GAPO syndrome (GS) is a very rare disorder characterized by growth retardation, pseudoanodontia, alopecia and optic atrophy. We report a 20-year-old boy, except optic atrophy combined with a new discovered mutation. The patient was noticed to have abnormal facial features at birth, but no one knew what was exactly abnormality. He was discovered getting this syndrome since 12-year-old. On examination, the patient had short feature, universal alopecia, redundant skin, cafe-au-lait macules on the scalp, osteomalacia, and pseudoanodontia.

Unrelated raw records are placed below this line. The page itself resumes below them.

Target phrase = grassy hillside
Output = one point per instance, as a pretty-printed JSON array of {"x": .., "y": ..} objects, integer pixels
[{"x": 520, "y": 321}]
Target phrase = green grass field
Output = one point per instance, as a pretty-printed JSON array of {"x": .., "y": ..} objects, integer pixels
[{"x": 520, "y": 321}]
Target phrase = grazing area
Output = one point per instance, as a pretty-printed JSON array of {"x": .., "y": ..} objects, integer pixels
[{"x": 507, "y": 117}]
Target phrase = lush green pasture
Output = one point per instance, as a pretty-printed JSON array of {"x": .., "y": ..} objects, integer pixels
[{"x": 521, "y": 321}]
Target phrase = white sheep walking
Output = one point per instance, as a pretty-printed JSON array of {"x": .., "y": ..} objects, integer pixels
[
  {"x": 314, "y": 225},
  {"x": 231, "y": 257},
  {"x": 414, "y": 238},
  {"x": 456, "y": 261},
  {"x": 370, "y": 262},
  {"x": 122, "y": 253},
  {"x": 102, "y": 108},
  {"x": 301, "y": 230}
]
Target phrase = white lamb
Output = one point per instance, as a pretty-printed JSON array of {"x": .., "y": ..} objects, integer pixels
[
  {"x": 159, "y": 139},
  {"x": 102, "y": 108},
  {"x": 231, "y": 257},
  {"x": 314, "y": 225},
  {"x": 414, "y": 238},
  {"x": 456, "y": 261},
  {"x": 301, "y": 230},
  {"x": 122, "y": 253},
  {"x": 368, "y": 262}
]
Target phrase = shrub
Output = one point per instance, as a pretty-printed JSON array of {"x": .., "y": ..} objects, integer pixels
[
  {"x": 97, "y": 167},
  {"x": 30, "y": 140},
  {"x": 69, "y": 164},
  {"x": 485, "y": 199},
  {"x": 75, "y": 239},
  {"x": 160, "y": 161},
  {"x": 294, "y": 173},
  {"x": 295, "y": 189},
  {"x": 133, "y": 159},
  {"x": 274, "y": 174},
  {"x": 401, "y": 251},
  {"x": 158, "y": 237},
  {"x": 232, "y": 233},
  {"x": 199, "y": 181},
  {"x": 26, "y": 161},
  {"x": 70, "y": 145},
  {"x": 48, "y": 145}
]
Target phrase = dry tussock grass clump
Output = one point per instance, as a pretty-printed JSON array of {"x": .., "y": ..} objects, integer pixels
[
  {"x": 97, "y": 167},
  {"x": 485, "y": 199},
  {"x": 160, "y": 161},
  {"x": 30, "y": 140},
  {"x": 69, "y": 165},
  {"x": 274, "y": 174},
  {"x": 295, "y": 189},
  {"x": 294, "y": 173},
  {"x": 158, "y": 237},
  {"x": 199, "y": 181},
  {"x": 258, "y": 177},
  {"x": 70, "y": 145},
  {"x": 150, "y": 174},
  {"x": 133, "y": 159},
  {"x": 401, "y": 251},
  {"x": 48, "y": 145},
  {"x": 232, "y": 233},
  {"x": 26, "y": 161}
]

He also had a typical face for GS including high and bossing forehead, puffy eyelids, depressed nasal bridge, cranofacial dysmorphia, thick everted lower lip, low-set ears, premature aging appearance and prominent dilated scalp veins. Primary and permanent teeth were formed but fail to erupt. The development of his mental and motor functional activities was not discovered abnormalities on examination. Laboratory examination was normal. The histopathologic pattern of the scalp skin described the epidermis had an atrophic malpighian layer, the epidermal ridges did not descend in the dermis and there was a dense proliferation of connective tissue admixed with infiltration of a chronic inflammatory cell. New mutations were discovered including a novel biallenic variants of ANTXR1: c.T1149 A (protein Y383X) and c.1143_1145del (protein Y383del) located both in exon 15 by whole exome sequencing. These variants are inherited from paternal indicated the auto recessive mode of inheritance. To date, only 6 mutations in ANTXR1 have been reported in GS. This is a first case of GS due to a novel biallenic ANTXR1 variants.